Cette multiplication des Espaces permet de voir enfin les choses en grand. On respire. De nouvelles possibilités s’ouvrent. Par exemple, chez soi, on se félicitera d’aller faire cuire ses saucisses dans son Espace Cuisine, et il y a bien sûr un gain à s’envoyer en l’air dans son Espace Literie de même qu’à voir dans sa salle de bain un Espace Hygiène et Propreté. En filigrane, on perçoit derrière l’Espace quelque chose du Land. Ambiance d’aéroport partout, nous sommes en Espace-land, c’est-à-dire en France, petit pays bien réglé où les tabagiques ont leurs fumeurs-land et les chômeurs leurs Pôles Emploi.
Malheureusement, à la façon de ces lieux de vie dont la vie est absente, et de cette convivialité qui disparaît dès qu’on en prononce le nom, loin de faire gagner la moindre liberté, ces Espaces, ces Nouveaux Espaces qu’on voulait conquérir tout en haut, au bon vieux temps de la conquête de l’Espace, définissent une réalité bien plus terre-à-terre : chaque chose a sa place.
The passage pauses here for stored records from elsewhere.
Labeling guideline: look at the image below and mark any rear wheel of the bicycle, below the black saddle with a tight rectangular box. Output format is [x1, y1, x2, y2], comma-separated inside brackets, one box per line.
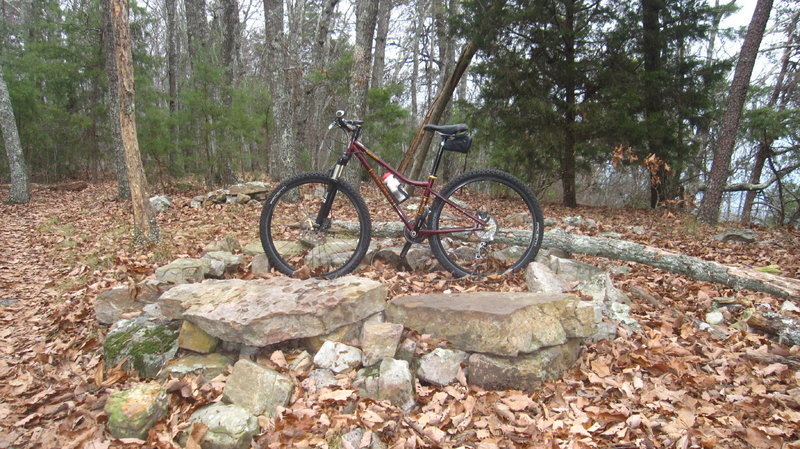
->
[428, 170, 544, 277]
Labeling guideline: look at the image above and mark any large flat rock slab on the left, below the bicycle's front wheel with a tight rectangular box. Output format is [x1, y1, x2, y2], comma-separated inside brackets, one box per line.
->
[160, 276, 387, 347]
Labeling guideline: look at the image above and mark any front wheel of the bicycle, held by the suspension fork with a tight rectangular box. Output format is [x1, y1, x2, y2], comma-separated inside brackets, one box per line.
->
[259, 173, 371, 278]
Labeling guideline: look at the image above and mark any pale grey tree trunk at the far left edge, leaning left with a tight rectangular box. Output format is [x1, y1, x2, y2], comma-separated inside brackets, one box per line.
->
[0, 64, 31, 204]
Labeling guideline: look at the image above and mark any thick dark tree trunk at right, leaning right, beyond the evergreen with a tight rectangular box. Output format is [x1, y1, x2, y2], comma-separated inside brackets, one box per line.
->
[698, 0, 772, 224]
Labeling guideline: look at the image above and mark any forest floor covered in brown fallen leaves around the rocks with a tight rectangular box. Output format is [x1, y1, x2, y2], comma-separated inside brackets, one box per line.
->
[0, 180, 800, 449]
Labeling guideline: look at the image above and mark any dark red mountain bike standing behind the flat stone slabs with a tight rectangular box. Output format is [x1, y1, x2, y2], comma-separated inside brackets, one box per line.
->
[259, 111, 544, 278]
Si tout a son Espace, à chacun le sien, et le clos l’emporte un peu partout sur l’ouvert, comme ces lignes de fer barbelé qui flinguèrent le Far-West, ses vastes plaines et ses garçons-vachers. Dans Espèces d’espaces, Georges Pérec écrivait :
« Nous vivons dans l’espace, dans ces espaces, dans ces villes, dans ces campagnes, dans ces couloirs, dans ces jardins. Cela nous semble évident. Peut-être cela devrait-il être effectivement évident. Mais cela n’est pas évident, cela ne va pas de soi ».
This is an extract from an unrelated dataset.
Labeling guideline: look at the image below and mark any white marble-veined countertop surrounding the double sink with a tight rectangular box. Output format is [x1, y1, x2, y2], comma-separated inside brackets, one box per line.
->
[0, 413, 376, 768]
Vraiment pas de soi, en effet, la monotonie de ces Espaces se répétant et se multipliant à l’infini ayant quelque chose de proprement glaçant, comme si le paysage urbain s’était subitement transformé en un Open Space géant où il ne nous resterait plus qu’à nous surveiller les uns les autres, à nous épier, en prenant bien soin, chacun dans son espèce d’espace, de garder nos distances.